The approach developed here can be extended to incorporate as many virus types and assays as desired – for example new assays that were not available during this study, such as the protein microarray developed by Koopmans and colleagues [Reference Koopmans30–Reference te Beest32], in order to increase the information concerning sera and therefore lead to less uncertainty as to the cumulative incidence of infection in populations. However, determining infections in individual persons using serology will likely remain problematic. Robust models for antibody titre kinetics that build upon our findings here could improve estimates of the cumulative incidence of influenza as well as providing bounds on levels of uncertainty. Some necessary extensions include understanding the behaviour of the titres over a longer period of time, such as the rate of waning after the initial boost [Reference Hsu33, Reference Grilli, Davies and Smith34], both of the homologous titres and heterologous cross-reactions, and the boosting effect of vaccination [Reference Freeman13]).
ACKNOWLEDGEMENTS
This project was supported by the National Institute of Allergy and Infectious Diseases under contract no. HHSN266200700005C; ADB no. N01-AI-70005 (NIAID Centers for Excellence in Influenza Research and Surveillance), the Harvard Center for Communicable Disease Dynamics from the National Institute of General Medical Sciences (grant no. U54 GM088558), and by a grant from the Research Grants Council of the Hong Kong Special Administrative Region, China (project no. T11-705/14N).

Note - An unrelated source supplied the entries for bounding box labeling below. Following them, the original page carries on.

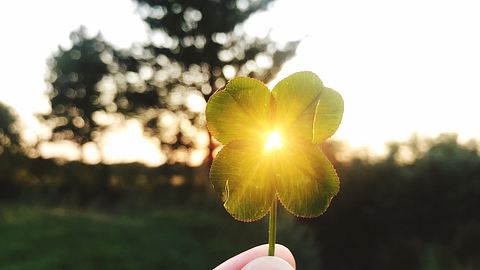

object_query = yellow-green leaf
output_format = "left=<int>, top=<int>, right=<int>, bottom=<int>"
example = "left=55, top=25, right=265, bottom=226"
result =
left=272, top=71, right=323, bottom=140
left=313, top=88, right=343, bottom=143
left=210, top=141, right=275, bottom=221
left=206, top=77, right=272, bottom=144
left=275, top=141, right=340, bottom=217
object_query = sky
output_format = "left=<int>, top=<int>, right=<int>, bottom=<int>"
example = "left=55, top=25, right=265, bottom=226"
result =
left=0, top=0, right=480, bottom=165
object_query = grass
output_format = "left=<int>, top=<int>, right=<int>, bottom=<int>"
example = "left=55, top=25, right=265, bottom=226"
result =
left=0, top=204, right=317, bottom=270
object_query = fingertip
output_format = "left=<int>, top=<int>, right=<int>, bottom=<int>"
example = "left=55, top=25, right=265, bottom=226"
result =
left=242, top=256, right=294, bottom=270
left=267, top=244, right=296, bottom=269
left=214, top=244, right=296, bottom=270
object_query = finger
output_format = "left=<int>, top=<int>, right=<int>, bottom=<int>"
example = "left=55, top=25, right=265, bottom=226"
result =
left=242, top=256, right=294, bottom=270
left=214, top=244, right=295, bottom=270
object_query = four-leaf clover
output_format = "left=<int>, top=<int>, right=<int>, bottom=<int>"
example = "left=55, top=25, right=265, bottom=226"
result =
left=206, top=72, right=343, bottom=221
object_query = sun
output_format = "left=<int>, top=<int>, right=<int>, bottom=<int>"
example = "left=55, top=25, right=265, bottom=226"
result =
left=265, top=131, right=283, bottom=151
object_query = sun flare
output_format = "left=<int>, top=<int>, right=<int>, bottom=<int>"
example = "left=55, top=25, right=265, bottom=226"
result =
left=265, top=131, right=283, bottom=151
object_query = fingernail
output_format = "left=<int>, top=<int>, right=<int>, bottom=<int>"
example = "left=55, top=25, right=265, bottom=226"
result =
left=242, top=256, right=294, bottom=270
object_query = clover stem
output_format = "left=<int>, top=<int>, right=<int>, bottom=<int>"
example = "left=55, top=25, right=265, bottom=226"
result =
left=268, top=196, right=277, bottom=256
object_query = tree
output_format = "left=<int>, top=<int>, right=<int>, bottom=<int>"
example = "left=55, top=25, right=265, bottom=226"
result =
left=40, top=27, right=113, bottom=160
left=0, top=102, right=21, bottom=154
left=41, top=0, right=298, bottom=163
left=115, top=0, right=298, bottom=165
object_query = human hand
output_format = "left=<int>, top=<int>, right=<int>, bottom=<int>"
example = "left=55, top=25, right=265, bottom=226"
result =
left=213, top=245, right=295, bottom=270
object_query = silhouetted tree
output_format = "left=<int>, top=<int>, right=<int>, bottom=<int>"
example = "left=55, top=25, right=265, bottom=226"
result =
left=40, top=27, right=113, bottom=160
left=0, top=102, right=21, bottom=154
left=42, top=0, right=298, bottom=163
left=115, top=0, right=298, bottom=162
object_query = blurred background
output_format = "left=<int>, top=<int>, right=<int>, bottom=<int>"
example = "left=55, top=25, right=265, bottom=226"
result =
left=0, top=0, right=480, bottom=270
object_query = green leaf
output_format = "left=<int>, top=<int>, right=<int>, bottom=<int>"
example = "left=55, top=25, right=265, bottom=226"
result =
left=313, top=88, right=343, bottom=143
left=206, top=77, right=272, bottom=144
left=275, top=141, right=340, bottom=217
left=210, top=141, right=275, bottom=221
left=272, top=71, right=323, bottom=140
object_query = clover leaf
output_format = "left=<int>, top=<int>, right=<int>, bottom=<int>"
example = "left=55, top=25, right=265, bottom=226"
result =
left=206, top=72, right=343, bottom=255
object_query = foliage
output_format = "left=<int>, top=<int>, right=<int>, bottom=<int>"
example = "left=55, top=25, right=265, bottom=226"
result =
left=0, top=102, right=21, bottom=155
left=0, top=135, right=480, bottom=270
left=305, top=135, right=480, bottom=270
left=206, top=72, right=343, bottom=221
left=42, top=0, right=298, bottom=163
left=0, top=204, right=318, bottom=270
left=40, top=28, right=112, bottom=151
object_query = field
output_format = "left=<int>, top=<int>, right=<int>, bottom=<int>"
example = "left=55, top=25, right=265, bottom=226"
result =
left=0, top=204, right=318, bottom=270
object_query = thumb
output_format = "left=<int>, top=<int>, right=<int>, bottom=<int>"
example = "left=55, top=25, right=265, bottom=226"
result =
left=242, top=256, right=294, bottom=270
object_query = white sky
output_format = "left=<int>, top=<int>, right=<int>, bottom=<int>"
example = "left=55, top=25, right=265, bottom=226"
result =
left=0, top=0, right=480, bottom=165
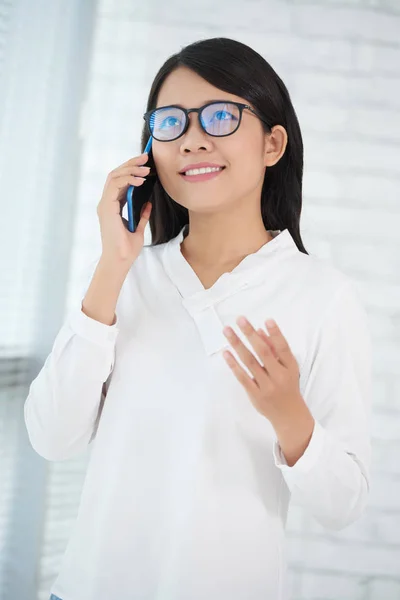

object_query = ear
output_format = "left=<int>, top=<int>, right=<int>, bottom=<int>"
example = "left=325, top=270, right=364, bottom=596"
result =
left=264, top=125, right=288, bottom=167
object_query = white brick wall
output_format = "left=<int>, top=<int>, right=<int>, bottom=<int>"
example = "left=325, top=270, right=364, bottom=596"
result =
left=40, top=0, right=400, bottom=600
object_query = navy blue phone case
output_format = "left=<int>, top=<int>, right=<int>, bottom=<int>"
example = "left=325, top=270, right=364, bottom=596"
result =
left=126, top=136, right=156, bottom=233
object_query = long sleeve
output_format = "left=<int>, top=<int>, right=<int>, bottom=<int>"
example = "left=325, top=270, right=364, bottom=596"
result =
left=273, top=281, right=372, bottom=530
left=24, top=262, right=119, bottom=460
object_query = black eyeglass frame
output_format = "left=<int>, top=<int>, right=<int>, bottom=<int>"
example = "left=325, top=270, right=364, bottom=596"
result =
left=143, top=100, right=270, bottom=142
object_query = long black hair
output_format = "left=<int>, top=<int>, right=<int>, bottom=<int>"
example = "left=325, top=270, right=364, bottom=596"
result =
left=138, top=37, right=308, bottom=254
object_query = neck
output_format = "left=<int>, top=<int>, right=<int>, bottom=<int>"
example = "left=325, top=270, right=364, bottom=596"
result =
left=181, top=211, right=273, bottom=268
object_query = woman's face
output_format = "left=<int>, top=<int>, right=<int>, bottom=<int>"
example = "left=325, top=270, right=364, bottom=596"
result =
left=152, top=67, right=286, bottom=212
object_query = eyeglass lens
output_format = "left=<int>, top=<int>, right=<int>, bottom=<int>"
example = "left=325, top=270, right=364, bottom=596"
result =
left=150, top=102, right=240, bottom=141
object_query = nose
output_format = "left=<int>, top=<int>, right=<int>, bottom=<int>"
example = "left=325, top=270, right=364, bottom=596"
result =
left=181, top=111, right=212, bottom=152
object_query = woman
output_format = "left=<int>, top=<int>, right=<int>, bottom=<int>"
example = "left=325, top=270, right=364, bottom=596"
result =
left=25, top=38, right=371, bottom=600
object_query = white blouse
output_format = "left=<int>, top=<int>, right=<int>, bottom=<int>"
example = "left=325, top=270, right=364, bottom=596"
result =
left=25, top=226, right=372, bottom=600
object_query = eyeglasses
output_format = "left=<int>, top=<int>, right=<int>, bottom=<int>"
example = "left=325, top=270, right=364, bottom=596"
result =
left=143, top=102, right=268, bottom=142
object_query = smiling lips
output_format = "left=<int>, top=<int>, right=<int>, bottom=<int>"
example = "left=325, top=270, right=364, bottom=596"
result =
left=180, top=165, right=225, bottom=183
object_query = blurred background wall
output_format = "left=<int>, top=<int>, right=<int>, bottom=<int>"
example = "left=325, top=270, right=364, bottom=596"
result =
left=0, top=0, right=400, bottom=600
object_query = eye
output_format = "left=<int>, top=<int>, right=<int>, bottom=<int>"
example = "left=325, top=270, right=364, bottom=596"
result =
left=213, top=110, right=237, bottom=121
left=159, top=117, right=179, bottom=129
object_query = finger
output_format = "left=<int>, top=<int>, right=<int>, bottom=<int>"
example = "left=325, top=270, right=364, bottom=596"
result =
left=136, top=202, right=152, bottom=233
left=257, top=327, right=279, bottom=360
left=112, top=175, right=146, bottom=190
left=265, top=319, right=295, bottom=367
left=223, top=327, right=267, bottom=384
left=110, top=165, right=150, bottom=179
left=222, top=350, right=260, bottom=397
left=236, top=316, right=281, bottom=376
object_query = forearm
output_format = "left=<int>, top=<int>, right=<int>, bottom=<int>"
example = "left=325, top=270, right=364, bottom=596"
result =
left=273, top=400, right=315, bottom=467
left=82, top=259, right=129, bottom=325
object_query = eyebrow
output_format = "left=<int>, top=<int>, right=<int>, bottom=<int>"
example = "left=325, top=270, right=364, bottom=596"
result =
left=157, top=98, right=236, bottom=108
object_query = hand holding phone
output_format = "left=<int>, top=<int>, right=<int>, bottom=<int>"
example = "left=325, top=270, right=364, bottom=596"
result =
left=126, top=136, right=156, bottom=232
left=97, top=153, right=152, bottom=266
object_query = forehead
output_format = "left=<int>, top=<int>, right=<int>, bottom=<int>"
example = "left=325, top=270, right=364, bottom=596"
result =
left=156, top=67, right=247, bottom=108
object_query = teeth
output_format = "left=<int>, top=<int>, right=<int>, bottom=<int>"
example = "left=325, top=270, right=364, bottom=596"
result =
left=184, top=167, right=222, bottom=175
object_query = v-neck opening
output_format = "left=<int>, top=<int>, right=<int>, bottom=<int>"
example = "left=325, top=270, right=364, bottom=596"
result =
left=163, top=224, right=298, bottom=304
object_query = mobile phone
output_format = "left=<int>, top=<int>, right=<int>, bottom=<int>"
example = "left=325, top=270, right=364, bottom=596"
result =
left=126, top=136, right=157, bottom=233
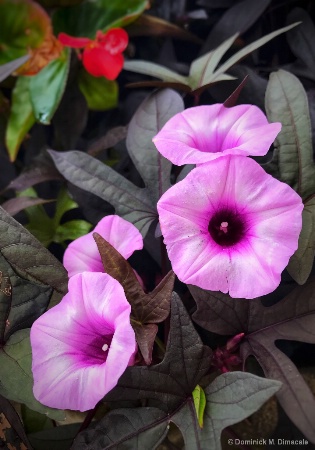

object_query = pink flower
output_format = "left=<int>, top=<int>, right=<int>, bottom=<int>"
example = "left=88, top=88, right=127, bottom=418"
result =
left=31, top=272, right=137, bottom=411
left=158, top=155, right=303, bottom=298
left=153, top=104, right=281, bottom=166
left=58, top=28, right=128, bottom=80
left=63, top=215, right=143, bottom=277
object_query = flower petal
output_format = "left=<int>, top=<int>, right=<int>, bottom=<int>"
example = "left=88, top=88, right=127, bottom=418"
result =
left=158, top=156, right=303, bottom=298
left=63, top=215, right=143, bottom=277
left=31, top=272, right=136, bottom=411
left=153, top=104, right=281, bottom=165
left=82, top=47, right=124, bottom=80
left=58, top=33, right=92, bottom=48
left=96, top=28, right=129, bottom=55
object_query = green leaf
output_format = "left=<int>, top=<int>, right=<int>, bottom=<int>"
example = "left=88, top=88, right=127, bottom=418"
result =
left=193, top=279, right=315, bottom=442
left=192, top=384, right=207, bottom=428
left=49, top=150, right=157, bottom=236
left=0, top=329, right=65, bottom=420
left=78, top=69, right=119, bottom=111
left=124, top=23, right=298, bottom=93
left=29, top=49, right=70, bottom=125
left=19, top=188, right=92, bottom=247
left=53, top=0, right=148, bottom=39
left=287, top=197, right=315, bottom=284
left=265, top=70, right=315, bottom=199
left=0, top=55, right=29, bottom=82
left=124, top=59, right=188, bottom=86
left=171, top=372, right=281, bottom=450
left=0, top=208, right=68, bottom=294
left=126, top=89, right=184, bottom=204
left=0, top=0, right=50, bottom=64
left=5, top=77, right=35, bottom=161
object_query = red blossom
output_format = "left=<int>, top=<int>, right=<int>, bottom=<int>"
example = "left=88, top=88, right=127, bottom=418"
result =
left=58, top=28, right=128, bottom=80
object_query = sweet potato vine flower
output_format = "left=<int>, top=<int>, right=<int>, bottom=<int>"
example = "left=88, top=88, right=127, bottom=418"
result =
left=63, top=215, right=143, bottom=277
left=58, top=28, right=128, bottom=80
left=158, top=155, right=303, bottom=298
left=153, top=104, right=281, bottom=166
left=31, top=272, right=137, bottom=411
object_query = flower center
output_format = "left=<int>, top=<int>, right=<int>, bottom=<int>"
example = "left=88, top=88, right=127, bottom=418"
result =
left=208, top=209, right=245, bottom=247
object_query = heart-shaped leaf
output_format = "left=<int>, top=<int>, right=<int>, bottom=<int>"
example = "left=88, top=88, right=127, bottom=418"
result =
left=5, top=77, right=35, bottom=161
left=49, top=150, right=157, bottom=236
left=105, top=294, right=212, bottom=412
left=287, top=196, right=315, bottom=284
left=0, top=256, right=53, bottom=345
left=0, top=208, right=68, bottom=294
left=72, top=372, right=280, bottom=450
left=93, top=233, right=175, bottom=364
left=265, top=69, right=315, bottom=199
left=0, top=395, right=31, bottom=450
left=50, top=90, right=183, bottom=236
left=190, top=281, right=315, bottom=442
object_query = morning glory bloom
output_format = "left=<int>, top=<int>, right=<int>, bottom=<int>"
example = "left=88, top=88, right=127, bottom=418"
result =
left=158, top=155, right=303, bottom=298
left=63, top=215, right=143, bottom=277
left=153, top=104, right=281, bottom=166
left=31, top=272, right=137, bottom=411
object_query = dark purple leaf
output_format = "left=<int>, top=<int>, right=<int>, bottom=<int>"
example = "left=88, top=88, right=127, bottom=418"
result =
left=201, top=0, right=271, bottom=55
left=6, top=152, right=63, bottom=191
left=126, top=89, right=184, bottom=203
left=105, top=294, right=212, bottom=411
left=72, top=372, right=280, bottom=450
left=93, top=233, right=175, bottom=364
left=0, top=208, right=68, bottom=294
left=286, top=8, right=315, bottom=73
left=223, top=75, right=248, bottom=108
left=190, top=280, right=315, bottom=442
left=88, top=126, right=128, bottom=156
left=49, top=150, right=157, bottom=235
left=0, top=395, right=32, bottom=450
left=71, top=407, right=168, bottom=450
left=1, top=197, right=55, bottom=216
left=127, top=14, right=202, bottom=44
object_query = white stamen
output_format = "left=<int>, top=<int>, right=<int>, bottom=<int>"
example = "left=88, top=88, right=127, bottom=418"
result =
left=220, top=222, right=229, bottom=233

We thank all the doctors, nurses, and staff members at the participating centres for facilitating recruitment; the dedicated team of healthcare workers who conducted the home visits; and Chan Kit Man, Calvin Cheng, Rita Fung, Ho Yuk Ling, Lam Yiu Pong, Lincoln Lau, Tom Lui, Tong Hok Leung, Edward Ma, and Teresa So for research support.
DECLARATION OF INTEREST
B.J.C. has received research funding from MedImmune Inc. and Sanofi Pasteur, and consults for Crucell NV. J.S.M.P. receives research funding from Crucell NV and serves as an ad hoc consultant for GlaxoSmithKline and Sanofi. D.K.M.I. has received research funding from Hoffmann–La Roche Inc. The remaining authors report no conflict of interest.